What it means for Canadians living with ALS
Patient input
When patient input is sought for potential new ALS therapies as part of the Common Drug Review process, ALS Canada will make a submission on behalf of the ALS community. We will engage people living with ALS along with caregivers and family members in order to ensure that lived experience is reflected in the submission.
Timelines
ALS Canada will work with key government officials to push for not only greater transparency into the process and more opportunities for meaningful consultation, but also highlighting the importance of public drug coverage for any potential ALS treatment. Where possible we will work with our provincial partners to keep our community informed about opportunities to advocate provincially for expedited review processes given the lengthy time they are known to take. For those living with ALS, the timelines associated with regulatory reviews should not be a barrier to equitable access to promising therapies.
The price of the drug is set
How it works
- While Health Canada approval and reimbursement decisions are in process, and throughout the duration of the drug’s patent, the drug is subject to price controls, which fall under the authority of the Patented Medicine Prices Review Board (PMPRB). The PMPRB is a federal agency that regulates the price at which companies sell their drug products to distributors across the country (e.g. hospitals and pharmacies).
- Drug manufacturers must submit specific pricing information to the PMPRB when the drug is first introduced and then on a semi-annual basis.
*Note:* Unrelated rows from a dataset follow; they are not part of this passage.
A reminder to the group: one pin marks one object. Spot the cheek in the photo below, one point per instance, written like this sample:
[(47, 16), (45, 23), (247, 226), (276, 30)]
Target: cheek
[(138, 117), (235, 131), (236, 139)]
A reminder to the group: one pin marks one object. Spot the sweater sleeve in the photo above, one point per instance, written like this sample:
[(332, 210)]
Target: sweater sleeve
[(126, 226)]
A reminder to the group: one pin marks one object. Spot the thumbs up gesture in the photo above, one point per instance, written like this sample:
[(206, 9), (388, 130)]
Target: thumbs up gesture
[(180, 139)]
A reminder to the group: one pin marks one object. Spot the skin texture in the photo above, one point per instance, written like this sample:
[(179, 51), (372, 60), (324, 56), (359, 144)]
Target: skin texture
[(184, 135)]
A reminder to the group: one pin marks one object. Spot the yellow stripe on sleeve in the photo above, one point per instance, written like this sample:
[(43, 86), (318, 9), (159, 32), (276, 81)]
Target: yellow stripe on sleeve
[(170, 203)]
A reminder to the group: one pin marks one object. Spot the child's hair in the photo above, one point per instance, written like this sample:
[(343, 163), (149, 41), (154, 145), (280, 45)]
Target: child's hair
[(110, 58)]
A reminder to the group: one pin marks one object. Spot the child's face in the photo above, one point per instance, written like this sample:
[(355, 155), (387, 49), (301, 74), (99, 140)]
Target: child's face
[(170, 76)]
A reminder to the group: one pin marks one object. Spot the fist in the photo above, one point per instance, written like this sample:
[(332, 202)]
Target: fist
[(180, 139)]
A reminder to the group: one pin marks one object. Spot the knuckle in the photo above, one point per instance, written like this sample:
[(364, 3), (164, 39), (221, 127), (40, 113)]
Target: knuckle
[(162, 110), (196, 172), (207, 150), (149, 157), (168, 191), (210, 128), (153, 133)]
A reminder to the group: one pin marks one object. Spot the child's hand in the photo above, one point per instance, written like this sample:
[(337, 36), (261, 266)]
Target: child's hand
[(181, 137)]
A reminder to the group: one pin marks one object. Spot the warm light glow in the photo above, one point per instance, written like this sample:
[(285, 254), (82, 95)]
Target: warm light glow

PMPRB publishes information on its price reviews on its website.
What it means for Canadians living with ALS
It’s important that the PMPRB process strikes a balance between ensuring the price isn’t so high that public drug plans will be unable to provide reimbursement, but also not so low that manufacturers won’t want to bring their drugs to Canada. We want drug manufactures to see the value in bringing new treatment options to Canada, especially those that demonstrate promise for people living with ALS.
Health Canada has proposed a number of amendments to the PMPRB process that are currently under review. In partnership with other health charities, we are actively following these developments in order to ensure that any reforms support the needs of Canadians living with ALS.